Ask an activist: What is being done to help Venezuelan women migrants?

Date:

About the author

Zuneyka Dhisnays Gonzalez arrived in Barranquilla, Colombia in 2015 and began guiding fellow migrants online. Photo: UN Women
Zuneyka Dhisnays Gonzalez. Photo: UN Women/Vannesa Romero

Zuneyka Dhisnays Gonzalez is a 26-year-old mother and Venezuelan migrant to Barranquilla, Colombia. It’s one of the border cities where UN Women is implementing a project funded by USAID, to improve information services for migrants and to mitigate the risks of gender-based violence and sexual exploitation of migrant women. Dhisnays Gonzalez created a social network-based community dubbed “Venezolanos Unidos en Quilla” (Venezuelans united in Barranquilla), to support and guide fellow migrants.
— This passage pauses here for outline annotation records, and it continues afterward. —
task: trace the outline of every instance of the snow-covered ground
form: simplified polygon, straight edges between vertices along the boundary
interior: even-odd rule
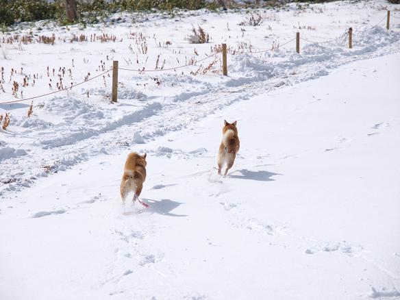
[[[200,63],[120,70],[114,104],[105,77],[36,99],[29,118],[29,101],[0,105],[11,112],[0,132],[0,299],[400,299],[400,22],[384,27],[386,8],[400,12],[384,1],[288,8],[258,11],[258,27],[238,25],[244,11],[23,25],[21,35],[54,32],[55,45],[0,44],[0,102],[15,99],[23,74],[30,86],[38,74],[26,98],[55,90],[60,67],[70,85],[113,60],[148,70],[158,55],[170,68],[223,42],[232,50],[229,77],[219,61],[204,75],[190,74]],[[192,24],[212,42],[189,44]],[[340,38],[254,53],[299,27],[308,40]],[[101,32],[116,42],[69,41]],[[245,43],[253,52],[233,55]],[[241,141],[225,178],[214,168],[224,118],[238,120]],[[121,205],[132,150],[148,153],[147,209]]]

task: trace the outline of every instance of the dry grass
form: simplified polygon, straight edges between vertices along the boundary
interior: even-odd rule
[[[28,110],[28,118],[29,118],[32,114],[34,113],[34,101],[31,103],[31,106],[29,106],[29,109]]]
[[[6,130],[7,127],[8,127],[9,125],[10,125],[10,115],[7,112],[5,114],[5,116],[4,117],[4,121],[3,122],[3,126],[1,126],[1,128],[3,128],[3,130]]]
[[[260,26],[264,22],[264,18],[260,13],[250,14],[239,23],[240,26]]]

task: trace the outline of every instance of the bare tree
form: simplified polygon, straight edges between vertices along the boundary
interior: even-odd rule
[[[65,10],[66,18],[68,21],[73,22],[77,19],[77,4],[75,0],[65,0]]]

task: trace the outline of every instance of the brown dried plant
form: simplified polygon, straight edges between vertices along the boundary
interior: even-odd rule
[[[34,101],[31,103],[31,106],[29,106],[29,109],[28,110],[28,118],[29,118],[32,114],[34,113]]]
[[[192,34],[187,38],[190,44],[204,44],[210,40],[210,36],[200,26],[199,26],[197,30],[193,26],[192,32]]]
[[[10,125],[10,116],[8,115],[8,113],[6,113],[5,116],[4,117],[4,122],[3,122],[3,126],[1,126],[1,128],[3,128],[3,130],[6,130],[6,129],[9,125]]]

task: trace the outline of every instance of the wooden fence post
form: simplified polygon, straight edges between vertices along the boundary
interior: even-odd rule
[[[116,102],[118,96],[118,60],[112,62],[112,96],[111,101]]]
[[[222,45],[222,72],[225,76],[228,75],[228,65],[227,63],[227,45]]]

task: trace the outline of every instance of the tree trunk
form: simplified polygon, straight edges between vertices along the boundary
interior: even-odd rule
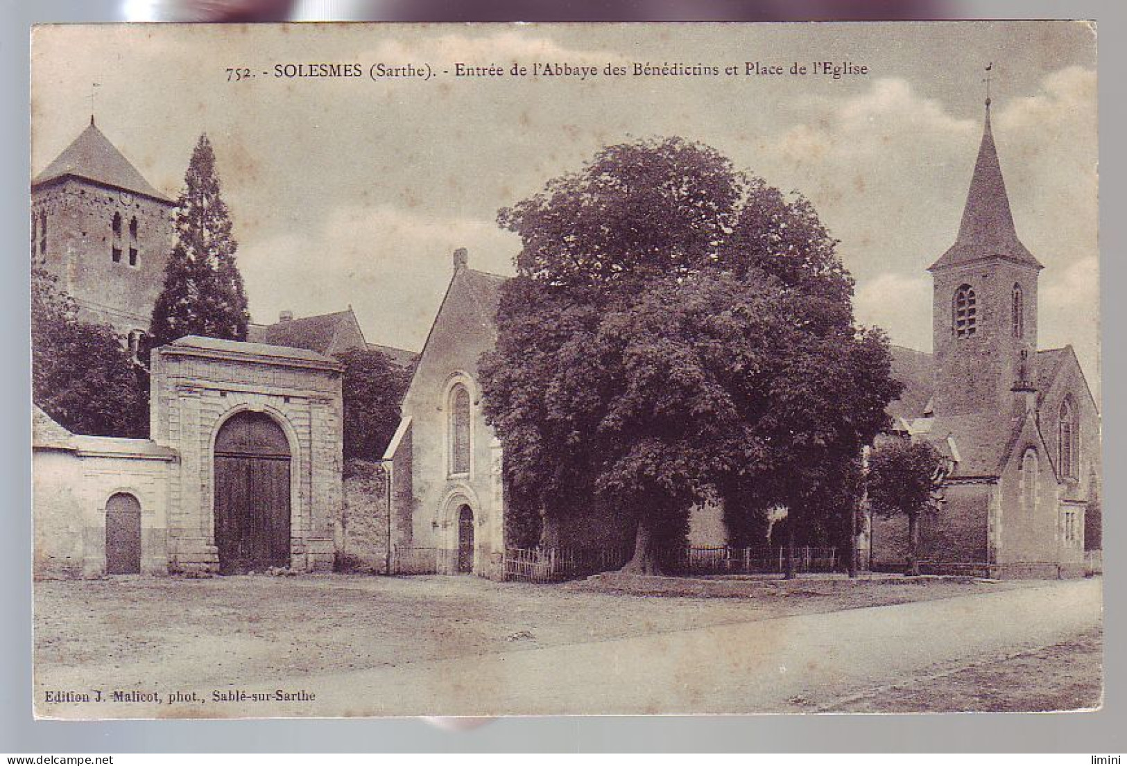
[[[849,576],[857,577],[857,508],[849,511]]]
[[[653,520],[647,517],[638,519],[638,531],[635,533],[635,554],[620,572],[629,574],[660,576],[664,572],[657,560],[657,538],[654,534]]]
[[[787,574],[786,579],[793,580],[798,576],[798,567],[795,561],[795,510],[787,509]]]
[[[909,577],[920,576],[920,561],[916,552],[920,550],[920,519],[917,514],[908,514],[908,571]]]

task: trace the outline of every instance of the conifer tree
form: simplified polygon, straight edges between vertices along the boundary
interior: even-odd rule
[[[238,243],[220,194],[215,152],[202,134],[177,201],[176,244],[152,311],[152,346],[187,335],[245,340],[250,314],[236,264]]]

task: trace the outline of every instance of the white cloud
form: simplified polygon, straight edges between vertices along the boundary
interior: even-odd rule
[[[905,276],[885,271],[858,285],[853,311],[861,324],[888,331],[894,344],[931,348],[931,277],[925,273]]]

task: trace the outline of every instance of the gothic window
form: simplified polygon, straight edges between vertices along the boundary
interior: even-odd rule
[[[1066,397],[1061,402],[1061,417],[1057,421],[1057,465],[1061,469],[1061,475],[1070,479],[1075,479],[1080,474],[1076,460],[1079,430],[1072,397]]]
[[[1037,451],[1027,449],[1021,457],[1021,509],[1027,514],[1037,510]]]
[[[470,472],[470,392],[461,383],[450,391],[450,472]]]
[[[1021,285],[1013,285],[1013,337],[1021,338],[1026,333],[1026,305],[1021,295]]]
[[[114,241],[110,243],[109,256],[115,264],[122,262],[122,214],[114,213],[109,228],[114,230]]]
[[[955,291],[955,335],[958,338],[968,338],[975,333],[978,324],[978,305],[975,291],[970,285],[960,285]]]
[[[134,362],[141,359],[141,351],[144,350],[144,341],[148,339],[144,330],[130,330],[130,356]]]
[[[137,265],[137,220],[130,221],[130,266]]]

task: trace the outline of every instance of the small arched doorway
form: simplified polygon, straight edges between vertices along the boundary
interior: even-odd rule
[[[141,504],[127,492],[106,502],[106,573],[141,573]]]
[[[473,571],[473,511],[469,506],[458,509],[458,572]]]
[[[264,412],[215,437],[215,547],[223,574],[290,565],[290,442]]]

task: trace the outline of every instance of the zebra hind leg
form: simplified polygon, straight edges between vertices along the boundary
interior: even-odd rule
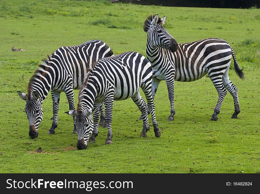
[[[111,126],[112,123],[112,112],[113,111],[113,105],[114,104],[114,93],[111,92],[105,98],[105,114],[106,120],[108,123],[108,137],[106,140],[105,145],[112,144],[113,133]]]
[[[210,77],[218,94],[218,100],[214,110],[214,113],[210,119],[212,121],[216,121],[217,120],[217,115],[220,112],[220,108],[222,105],[224,98],[227,93],[227,90],[225,89],[222,82],[222,76],[217,78],[216,78],[215,77]]]
[[[230,93],[234,100],[235,112],[231,116],[231,118],[238,118],[238,115],[240,112],[238,89],[230,81],[227,73],[224,74],[222,80],[225,87]]]

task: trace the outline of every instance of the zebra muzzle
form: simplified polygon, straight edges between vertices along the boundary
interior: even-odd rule
[[[35,129],[34,125],[30,125],[29,130],[29,136],[32,139],[38,137],[38,131]]]
[[[87,146],[86,146],[85,144],[84,139],[82,139],[80,140],[78,140],[78,143],[77,144],[77,148],[78,149],[85,149],[87,148]]]

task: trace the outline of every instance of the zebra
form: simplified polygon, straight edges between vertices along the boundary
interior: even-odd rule
[[[25,112],[29,121],[29,136],[32,139],[38,136],[38,128],[43,119],[42,105],[50,90],[53,117],[48,134],[54,134],[57,126],[61,92],[66,94],[69,110],[75,110],[73,89],[79,88],[90,67],[102,58],[113,56],[112,50],[105,43],[94,40],[77,46],[60,47],[48,55],[48,59],[43,59],[29,80],[27,94],[17,90],[20,97],[26,101]],[[104,122],[104,118],[101,113],[101,123]],[[74,124],[73,133],[77,133]]]
[[[146,56],[153,69],[152,92],[154,98],[158,85],[165,80],[170,104],[168,121],[174,120],[175,81],[192,81],[208,74],[218,94],[219,98],[211,120],[215,121],[225,96],[226,89],[234,99],[235,112],[231,118],[237,118],[240,112],[237,88],[228,76],[231,56],[236,74],[241,79],[244,74],[240,69],[231,46],[225,40],[217,38],[204,39],[184,44],[176,44],[162,27],[166,16],[162,18],[157,14],[148,16],[143,30],[147,33]],[[175,46],[169,46],[174,42]]]
[[[80,89],[77,110],[65,112],[76,116],[75,124],[78,130],[78,149],[87,148],[91,133],[92,134],[89,141],[96,142],[95,139],[98,135],[99,109],[103,101],[105,102],[108,123],[105,144],[113,143],[111,124],[114,101],[124,100],[130,97],[144,115],[143,129],[140,137],[146,136],[147,132],[150,130],[148,108],[152,115],[155,136],[160,137],[161,132],[155,118],[151,91],[152,77],[152,66],[149,61],[140,53],[134,51],[104,58],[92,66]],[[140,87],[144,93],[147,104],[140,95]]]

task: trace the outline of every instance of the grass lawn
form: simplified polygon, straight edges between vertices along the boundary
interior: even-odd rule
[[[1,0],[0,6],[0,172],[260,173],[260,12],[147,6],[107,1]],[[130,99],[115,101],[113,144],[105,146],[107,130],[99,128],[97,143],[78,150],[71,117],[61,95],[58,128],[48,135],[52,120],[50,94],[43,104],[39,136],[28,136],[25,102],[16,91],[27,84],[42,58],[60,46],[100,39],[115,54],[130,50],[145,56],[143,22],[149,14],[166,15],[165,27],[177,43],[210,37],[232,47],[245,79],[230,80],[238,89],[241,112],[231,119],[233,99],[226,96],[217,121],[210,120],[218,99],[208,77],[176,82],[176,114],[167,118],[170,102],[165,81],[155,100],[162,131],[140,138],[140,113]],[[23,52],[9,52],[12,46]],[[75,104],[78,90],[75,90]],[[143,96],[144,97],[143,95]],[[150,115],[149,117],[152,129]],[[43,151],[37,151],[39,147]]]

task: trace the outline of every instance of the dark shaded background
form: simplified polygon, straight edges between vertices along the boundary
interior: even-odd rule
[[[132,2],[142,5],[173,7],[248,8],[256,6],[260,7],[260,0],[141,0]]]

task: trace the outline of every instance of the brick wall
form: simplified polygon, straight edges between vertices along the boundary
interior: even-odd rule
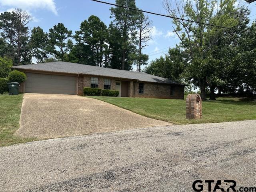
[[[98,88],[103,89],[104,88],[104,79],[107,78],[98,77]],[[91,77],[84,76],[81,77],[82,79],[78,79],[78,94],[80,95],[83,87],[90,87]],[[111,79],[111,89],[115,90],[116,88],[116,80],[115,79]],[[118,81],[120,81],[116,80]],[[139,83],[138,82],[134,82],[130,81],[128,85],[127,96],[130,97],[145,97],[148,98],[160,98],[165,99],[180,99],[184,98],[184,86],[170,85],[157,83],[144,83],[144,93],[139,94]],[[135,89],[134,90],[134,88]],[[171,88],[172,89],[173,93],[171,95]]]
[[[171,87],[173,89],[171,95]],[[184,86],[156,83],[144,83],[144,93],[139,94],[139,83],[135,83],[135,97],[165,99],[180,99],[184,98]]]
[[[104,79],[108,78],[96,77],[98,78],[98,88],[104,89]],[[116,80],[114,79],[110,78],[111,80],[110,85],[111,89],[114,90],[116,88]],[[83,79],[83,87],[91,87],[91,77],[89,76],[84,76]]]

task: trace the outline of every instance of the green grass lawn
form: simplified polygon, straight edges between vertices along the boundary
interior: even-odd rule
[[[35,140],[14,134],[19,128],[23,94],[10,96],[0,94],[0,146]]]
[[[186,119],[185,101],[176,99],[90,96],[150,118],[178,124],[256,119],[256,102],[219,98],[202,102],[200,120]]]

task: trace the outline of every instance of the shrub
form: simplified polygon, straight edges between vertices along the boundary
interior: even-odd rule
[[[98,88],[84,88],[84,95],[100,96],[101,94],[101,89]]]
[[[6,78],[0,78],[0,94],[8,91],[7,82]]]
[[[101,91],[101,93],[102,96],[117,97],[119,94],[119,91],[104,89]]]
[[[14,70],[9,74],[8,80],[9,82],[18,82],[20,83],[27,79],[26,74],[23,72]]]

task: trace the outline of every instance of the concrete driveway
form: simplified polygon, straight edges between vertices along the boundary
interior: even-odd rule
[[[56,138],[170,124],[85,97],[26,93],[16,134]]]
[[[164,126],[1,147],[0,191],[187,192],[198,179],[221,180],[225,191],[226,179],[256,187],[256,127]]]

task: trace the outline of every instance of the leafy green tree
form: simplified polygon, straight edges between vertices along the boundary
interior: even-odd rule
[[[53,28],[49,30],[48,35],[50,45],[49,52],[53,54],[57,59],[63,61],[64,55],[69,50],[68,41],[72,37],[72,31],[68,30],[63,23],[58,23],[57,25],[55,25],[53,26]],[[57,50],[56,47],[60,50]]]
[[[135,4],[135,0],[116,0],[116,4],[137,8]],[[120,7],[111,8],[111,17],[114,18],[114,24],[122,33],[121,40],[122,43],[122,70],[128,69],[131,67],[126,66],[130,62],[126,60],[132,58],[129,57],[128,49],[134,40],[136,33],[136,29],[138,24],[139,13],[138,11],[126,9]]]
[[[221,0],[216,12],[214,12],[216,2],[214,0],[184,0],[180,4],[176,2],[175,8],[167,0],[165,3],[167,10],[173,16],[231,28],[239,25],[239,8],[235,7],[234,0]],[[211,98],[214,99],[215,88],[225,83],[220,75],[223,69],[221,58],[224,55],[216,56],[216,53],[219,52],[219,49],[232,45],[236,35],[233,34],[233,30],[202,23],[177,19],[174,19],[173,23],[176,26],[174,31],[181,40],[182,48],[188,54],[184,76],[200,88],[202,99],[206,99],[208,86]]]
[[[148,56],[143,54],[142,50],[148,45],[147,43],[152,38],[150,32],[153,29],[152,23],[152,21],[149,20],[148,16],[145,16],[143,12],[140,13],[138,19],[138,34],[136,36],[138,53],[135,60],[137,66],[137,71],[139,72],[140,72],[141,65],[148,64]]]
[[[30,63],[31,57],[26,54],[30,50],[28,25],[32,19],[27,12],[20,8],[15,9],[12,13],[2,13],[0,16],[1,35],[8,44],[8,54],[6,55],[12,58],[15,64]],[[24,58],[26,60],[22,62],[22,58]]]
[[[0,78],[5,78],[11,71],[12,61],[6,57],[0,57]]]
[[[170,48],[165,56],[152,61],[144,71],[147,73],[182,82],[182,76],[186,62],[184,53],[177,47]]]
[[[48,34],[40,27],[34,27],[31,31],[30,43],[33,56],[38,62],[43,62],[48,58],[50,48]]]
[[[92,54],[89,56],[90,62],[88,64],[99,67],[104,65],[107,48],[107,26],[98,17],[92,15],[88,20],[86,20],[81,23],[80,30],[76,32],[74,37],[78,44],[83,44],[90,47],[90,51],[86,49],[84,53],[86,55]]]
[[[108,28],[108,41],[109,44],[106,54],[106,61],[104,67],[117,69],[122,69],[123,49],[122,46],[122,32],[119,28],[110,23]],[[126,45],[128,48],[125,50],[126,59],[124,61],[124,70],[132,69],[134,60],[134,53],[137,51],[136,47],[130,42]]]
[[[94,54],[90,46],[83,43],[76,44],[70,52],[65,55],[64,60],[67,62],[88,65],[92,63],[91,56]]]

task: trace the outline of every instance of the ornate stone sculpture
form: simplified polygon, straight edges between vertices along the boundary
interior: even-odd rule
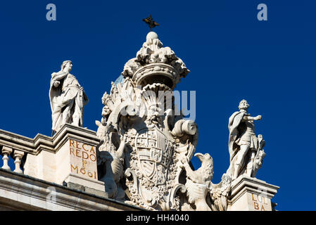
[[[263,136],[255,134],[254,120],[261,120],[261,115],[253,117],[247,113],[249,105],[246,100],[239,103],[239,111],[229,117],[229,150],[230,165],[227,173],[232,180],[241,174],[255,177],[261,167],[265,153]]]
[[[99,167],[105,170],[104,179],[108,171],[115,170],[113,164],[109,167],[105,162],[108,157],[103,152],[121,155],[120,140],[126,138],[120,165],[126,178],[115,184],[124,184],[125,201],[129,204],[158,210],[181,207],[177,193],[184,192],[185,186],[179,181],[182,172],[179,158],[190,160],[198,132],[193,121],[175,115],[172,98],[180,77],[189,72],[175,53],[163,46],[157,34],[151,32],[137,57],[125,64],[124,79],[112,83],[110,93],[103,95],[102,120],[96,122],[101,139]],[[108,191],[109,196],[122,200],[111,191]]]
[[[61,71],[51,74],[49,100],[55,132],[65,123],[82,127],[84,106],[89,100],[77,79],[70,73],[72,68],[72,62],[66,60]]]
[[[224,174],[222,181],[217,184],[211,182],[214,173],[213,158],[208,153],[196,153],[202,163],[200,168],[193,171],[187,160],[182,160],[182,167],[187,172],[187,195],[188,202],[187,210],[196,211],[226,211],[227,196],[231,188],[230,176]]]
[[[234,146],[232,163],[220,184],[211,181],[213,162],[209,154],[196,154],[202,164],[197,170],[190,166],[198,128],[194,121],[177,115],[172,98],[176,84],[189,72],[182,60],[151,32],[137,57],[126,63],[112,82],[110,93],[104,94],[102,119],[96,123],[101,140],[99,179],[109,198],[151,210],[225,211],[231,176],[255,176],[265,155],[262,136],[255,137],[259,141],[255,148],[247,146],[239,150],[239,146]],[[253,129],[249,127],[239,132],[254,119],[246,113],[246,101],[240,106],[241,112],[229,120],[229,143],[238,137],[243,146],[254,141]],[[233,167],[234,163],[243,166]]]

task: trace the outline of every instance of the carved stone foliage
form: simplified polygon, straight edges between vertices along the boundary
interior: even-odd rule
[[[232,181],[241,174],[255,176],[265,154],[263,137],[254,135],[251,122],[261,117],[251,117],[246,110],[229,119],[231,165],[219,184],[212,183],[208,153],[195,155],[201,162],[198,169],[190,165],[198,128],[177,115],[172,93],[189,72],[149,32],[137,57],[125,64],[120,82],[112,82],[110,93],[104,94],[102,119],[96,124],[101,140],[99,179],[108,198],[150,210],[225,211]],[[244,110],[248,106],[242,104]]]

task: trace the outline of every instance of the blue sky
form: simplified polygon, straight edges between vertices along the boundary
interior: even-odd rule
[[[57,8],[46,20],[46,6]],[[258,21],[257,6],[267,6]],[[214,160],[213,182],[229,166],[228,118],[245,98],[262,115],[266,142],[257,177],[280,186],[279,210],[315,210],[316,32],[312,1],[19,1],[0,3],[0,129],[51,134],[51,74],[71,60],[89,98],[84,127],[96,130],[101,97],[156,29],[191,71],[176,89],[196,91],[196,152]],[[196,167],[198,160],[194,160]]]

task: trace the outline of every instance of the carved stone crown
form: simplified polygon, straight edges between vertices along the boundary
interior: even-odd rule
[[[173,89],[190,72],[182,60],[169,47],[163,47],[158,35],[150,32],[136,58],[127,61],[122,75],[132,77],[142,87],[154,83],[164,84]]]

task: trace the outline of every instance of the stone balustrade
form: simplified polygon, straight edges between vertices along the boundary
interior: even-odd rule
[[[97,175],[99,143],[95,131],[69,124],[53,136],[39,134],[34,139],[0,129],[1,168],[104,195],[104,184]]]

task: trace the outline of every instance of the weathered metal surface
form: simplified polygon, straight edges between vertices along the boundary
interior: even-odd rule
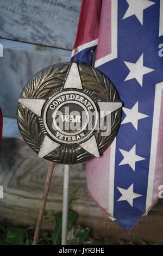
[[[28,82],[18,100],[18,124],[40,157],[79,163],[99,156],[111,143],[121,106],[115,87],[100,71],[80,63],[61,63]]]

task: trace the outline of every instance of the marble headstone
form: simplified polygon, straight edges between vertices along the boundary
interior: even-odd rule
[[[0,106],[4,117],[16,118],[17,101],[28,81],[41,69],[70,62],[71,51],[0,39]]]
[[[82,0],[1,0],[0,38],[71,50]]]

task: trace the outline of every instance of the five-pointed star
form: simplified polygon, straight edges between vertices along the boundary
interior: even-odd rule
[[[126,200],[132,207],[133,206],[134,199],[142,196],[142,194],[137,194],[134,192],[133,184],[127,190],[118,187],[117,187],[117,188],[122,194],[121,197],[120,197],[118,201]]]
[[[136,144],[134,145],[129,151],[126,151],[121,149],[119,149],[119,150],[124,157],[123,160],[119,164],[119,166],[129,164],[134,172],[135,169],[135,162],[146,159],[136,155]]]
[[[83,89],[82,83],[77,63],[73,63],[70,70],[64,83],[64,89]],[[47,99],[47,100],[48,100]],[[41,112],[46,100],[34,98],[20,98],[18,102],[28,108],[39,117],[41,117]],[[122,102],[98,101],[97,103],[100,109],[100,118],[101,119],[122,107]],[[77,142],[78,143],[78,142]],[[86,151],[96,157],[99,156],[98,145],[95,135],[92,136],[87,141],[78,144]],[[42,145],[38,154],[39,157],[43,157],[50,152],[54,150],[60,145],[50,138],[48,135],[45,136]]]
[[[137,130],[138,120],[148,117],[148,115],[138,111],[138,101],[131,109],[122,107],[122,109],[126,114],[126,117],[123,120],[121,124],[131,123],[136,130]]]
[[[130,16],[135,15],[141,24],[143,25],[143,10],[155,3],[148,0],[126,0],[129,7],[125,13],[123,19]]]
[[[130,72],[127,75],[124,81],[135,78],[141,86],[142,86],[143,75],[154,70],[154,69],[143,66],[143,53],[135,63],[128,62],[124,62],[124,63],[130,70]]]

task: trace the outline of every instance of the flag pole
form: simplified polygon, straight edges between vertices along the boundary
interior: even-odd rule
[[[70,181],[70,164],[65,164],[64,167],[64,189],[63,189],[61,245],[66,245],[66,243],[67,243],[69,181]]]
[[[35,231],[34,236],[32,245],[36,245],[39,238],[39,232],[41,228],[41,222],[43,216],[43,212],[45,208],[46,203],[49,190],[52,178],[53,172],[54,168],[55,163],[50,162],[48,166],[47,177],[45,184],[44,191],[41,206],[39,210],[39,217],[37,221],[36,229]]]

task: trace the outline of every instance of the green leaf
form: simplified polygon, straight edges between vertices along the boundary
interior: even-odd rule
[[[77,192],[78,192],[78,190],[74,190],[74,191],[71,194],[71,195],[70,196],[70,198],[73,198],[73,197],[74,197],[76,196],[76,195],[77,194]]]
[[[62,213],[55,214],[55,225],[52,233],[52,245],[60,245],[61,239]]]
[[[70,196],[69,197],[69,200],[68,200],[68,205],[69,206],[70,206],[71,204],[73,201],[74,201],[75,200],[78,200],[79,198],[76,198],[75,196],[77,194],[77,193],[78,192],[78,190],[74,190]]]
[[[78,245],[83,245],[84,241],[87,237],[90,230],[89,228],[84,228],[79,231],[75,237],[78,238]]]
[[[5,228],[3,227],[3,225],[1,225],[1,224],[0,224],[0,231],[2,231],[2,232],[3,232],[3,233],[5,233]]]
[[[52,233],[53,245],[60,245],[61,239],[61,226],[62,212],[58,212],[55,214],[55,225]],[[77,218],[77,214],[74,211],[69,211],[68,213],[67,229],[69,230],[73,222]]]
[[[68,213],[67,230],[70,230],[74,222],[76,220],[77,214],[74,211],[69,211]]]
[[[92,242],[91,245],[105,245],[105,244],[100,240],[97,240]]]
[[[113,245],[113,243],[111,241],[109,240],[109,239],[108,239],[108,238],[105,238],[104,241],[105,245]]]
[[[46,216],[49,216],[54,214],[54,211],[49,211],[46,213]]]
[[[28,239],[26,230],[20,228],[8,228],[7,230],[7,239],[5,245],[23,245]]]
She disseminates relevant information and content via social networks, and by talking to other migrants.

“I lived in Caracas [Venezuela]... I studied, worked [in a bank] from Monday to Friday, and studied at night. I made the decision to leave after I found out I was pregnant, because I saw that diapers and milk were no longer available.I was doing the queues, but you could hardly get anything. When my daughter was born, the difficulties getting food started and we decided to come here [to Colombia in December 2015].

We set up a family business [in Colombia], but it only lasted five months. We had to shut it down, put things up for sale ... They paid us with a check, but the check bounced for lack of funds and we lost most of our savings.

When you arrive, you feel lonely. I decided to create this social network to support people. I’ve been an activist for about a year now. In Venezuela I never did anything like this.

There are women who write to me ... They tell me that they’re afraid, that their partners abuse them and they’re afraid to report it because of their irregular immigration status. They don’t think anyone is going to help them. Migrants go through a cycle that affects them emotionally.

I like social work. I feel good helping my people, because I know what it is like to arrive alone in a foreign country. I would like to have a physical space where I can help my compatriots, to be part of the solution. My goal is to legally register ‘Venezuelans United in Quilla’, to continue providing that support.”